The device_disasm_interface and the disassemblers¶
1. Capabilities¶
The disassemblers are classes that provide disassembly and opcode meta-information for the cpu cores and unidasm. The device_disasm_interface connects a cpu core with its disassembler.
2. The disassemblers¶
2.1. Definition¶
A disassembler is a class that derives from util::disasm_interface. It then has two required methods to implement, opcode_alignment and disassemble, and 6 optional, interface_flags, page_address_bits, pc_linear_to_real, pc_real_to_linear, and one with four possible variants, decrypt8/16/32/64.
2.2. opcode_alignment¶
Returns the required alignment of opcodes by the cpu, in PC-units. In other words, the required alignment for the PC register of the cpu. Tends to be 1 (almost everything), 2 (68000...), 4 (mips, ppc...), which an exceptional 8 (tms 32082 parallel processor) and 16 (tms32010, instructions are 16-bits aligned and the PC targets bits). It must be a power-of-two or things will break.
Note that processors like the tms32031 which have 32-bits instructions but where the PC targets 32-bits values have an alignment of 1.
2.3. disassemble¶
This is the method where the real work is done. This method must disassemble the instruction at address pc and write the result to stream. The values to decode are retrieved from the opcode buffer. A data_buffer object offers four accessor methods:
They read the data at a given address and take endianness and nonlinear PCs for larger-than-bus-width accesses. The debugger variant also caches the read data in one block, so for that reason one should not read data too far from the base pc (e.g. stay within 16K or so, careful when trying to follow indirect accesses).
A number of CPUs have an external signal that splits fetches into an opcode part and a parameter part. This is for instance the M1 signal of the z80 or the SYNC signal of the 6502. Some systems present different values to the cpu depending on whether that signal is active, usually for protection purposes. On these cpus the opcode part should be read from the opcode buffer, and the parameter part from the params buffer. They will or will not be the same buffer depending on the system itself.

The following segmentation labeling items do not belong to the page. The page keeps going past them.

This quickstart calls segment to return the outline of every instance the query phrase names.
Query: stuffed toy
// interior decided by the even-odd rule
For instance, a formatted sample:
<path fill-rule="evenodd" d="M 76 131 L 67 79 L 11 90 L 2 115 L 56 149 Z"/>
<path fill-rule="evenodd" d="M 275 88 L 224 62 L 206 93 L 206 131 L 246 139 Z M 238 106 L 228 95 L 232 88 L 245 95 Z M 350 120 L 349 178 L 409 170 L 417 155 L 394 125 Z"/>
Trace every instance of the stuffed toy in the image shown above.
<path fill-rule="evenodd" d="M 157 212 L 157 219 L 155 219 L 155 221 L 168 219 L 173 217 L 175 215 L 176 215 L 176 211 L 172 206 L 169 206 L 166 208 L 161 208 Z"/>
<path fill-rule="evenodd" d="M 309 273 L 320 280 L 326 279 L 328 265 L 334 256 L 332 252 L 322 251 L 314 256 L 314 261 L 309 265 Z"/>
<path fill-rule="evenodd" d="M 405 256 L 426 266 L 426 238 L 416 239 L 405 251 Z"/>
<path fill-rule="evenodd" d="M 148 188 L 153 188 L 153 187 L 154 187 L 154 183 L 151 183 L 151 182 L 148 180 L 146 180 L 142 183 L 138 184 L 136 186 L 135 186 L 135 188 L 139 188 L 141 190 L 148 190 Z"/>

The method returns the size of the instruction in PC units, with a maximum of 65535. In addition, if possible, the disassembler should give some meta-information about the opcode by OR-ing in into the result:
STEP_OVER for subroutine calls or auto-decrementing loops. If there is some delay slots, also OR with step_over_extra(n) where n is the number of instruction slots.
STEP_OUT for the return-from-subroutine instructions
In addition, to indicated that these flags are supported, OR the result with SUPPORTED. An annoying number of disassemblers lies about that support (e.g. they do a or with SUPPORTED without even generating the STEP_OVER or STEP_OUT information). Don't do that, it breaks the step over/step out functionality of the debugger.
2.4. interface_flags¶
That optional method indicates specifics of the disassembler. Default of zero is correct most of the time. Possible flags, which need to be OR-ed together, are:
NONLINEAR_PC: stepping to the next opcode or the next byte of the opcode is not adding one to pc. Used for old LFSR-based PCs.
PAGED: PC wraps at a page boundary
PAGED2LEVEL: not only PC wraps at some kind of page boundary, but there are two levels of paging
INTERNAL_DECRYPTION: there is some decryption tucked between reading from AS_PROGRAM and the actual disassembler
SPLIT_DECRYPTION: there is some decryption tucked between reading from AS_PROGRAM and the actual disassembler, and that decryption is different for opcodes and parameters
Note that in practice non-linear pc systems are also paged, that PAGED2LEVEL implies PAGED, and that SPLIT_DECRYPTION implies DECRYPTION.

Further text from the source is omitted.